Setidaknya, mereka bisa menikmati jerih payah, di tengah musim kemarau panjang. Apalagi, buah lokal yang dipanennya, memiliki kualitas lebih baik dari buah impor. Mereka pun meyakinkan apel lokal yang dipetiknya lebih segar.
“Apel lokal ini jauh lebih awet dibanding apel impor. Setelah dipetik, bisa tahan 1 bulan di luar lemari es dan semakin manis," kata Soma, petani dan buruh petik apel Batu, Malang, kepada VIVA.co.id, Kamis 29 Oktober 2015.
Kondisi itu berbeda dengan apel impor, yang akan keriput dan kusut jika tidak masuk lemari es sehari saja. Makin bagus kualitas, buah lokal makin banyak dicari.
Tak hanya apel Batu, banyak buah domestik lainnya yang juga kian disukai. Durian Medan, misalnya.
Ismail Ginting, petani di Kabupaten Deli Serdang, Sumatera Utara, kepada VIVA.co.id, mengatakan, sepintas buah durian di daerahnya sama dengan negara lain. Jika dilihat dari warna dan ketebalan daging durian relatif sama.
"Namun, kadar alkoholnya paling unggul dibanding durian dari daerah mana pun," ujarnya.
Ginting menilai, petani di Indonesia semestinya bisa memanfaatkan keunggulan itu untuk meningkatkan kualitas buah. Jika kualitas buah lokal makin baik, buah impor perlahan akan ditinggalkan masyarakat.

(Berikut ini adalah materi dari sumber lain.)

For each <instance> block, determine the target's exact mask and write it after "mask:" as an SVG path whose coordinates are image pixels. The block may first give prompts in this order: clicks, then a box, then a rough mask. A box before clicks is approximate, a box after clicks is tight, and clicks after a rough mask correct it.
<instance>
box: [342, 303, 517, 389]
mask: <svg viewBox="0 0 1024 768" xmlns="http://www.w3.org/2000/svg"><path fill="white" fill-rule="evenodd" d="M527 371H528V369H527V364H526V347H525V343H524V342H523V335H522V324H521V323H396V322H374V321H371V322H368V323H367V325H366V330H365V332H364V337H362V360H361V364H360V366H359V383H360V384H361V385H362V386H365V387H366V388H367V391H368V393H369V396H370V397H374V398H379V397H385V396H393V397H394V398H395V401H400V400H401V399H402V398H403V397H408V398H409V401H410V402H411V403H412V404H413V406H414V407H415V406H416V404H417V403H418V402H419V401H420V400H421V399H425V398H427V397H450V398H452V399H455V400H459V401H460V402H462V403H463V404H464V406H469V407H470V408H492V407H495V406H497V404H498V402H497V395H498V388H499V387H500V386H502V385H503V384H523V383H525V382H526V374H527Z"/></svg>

Rasa lebih manis, dan tingkat kesegaran yang terjaga, menjadikan sejumlah buah lokal seolah telah jadi "tuan rumah" di negeri sendiri. Kondisi itu menunjukkan bahwa tak semua "barang" impor memiliki kualitas lebih baik. Supermarket di sejumlah kota besar pun kini banyak menjajakan buah lokal kualitas "super".
Pusat perbelanjaan tak mau ketinggalan. Bertajuk "Pameran Sayur dan Buah Lokal," Kementerian Perdagangan dan Asosiasi Pengelola Pusat Belanja Indonesia (APPBI) menyasar beberapa mal untuk promosi produk dalam negeri itu. Tentunya, penjualan langsung di sejumlah supermarket hingga "mempertontonkan" melalui pameran, buah lokal akan semakin dikenal masyarakat.
Pemilihan mal sebagai lokasi pameran ini tidak luput dari peran pemerintah dalam ikut menyosialisasikan buah lokal. Pengunjung dan konsumen pun akan teredukasi bahwa hasil buah-buahan petani Indonesia sehat, aman, dan higienis untuk dikonsumsi.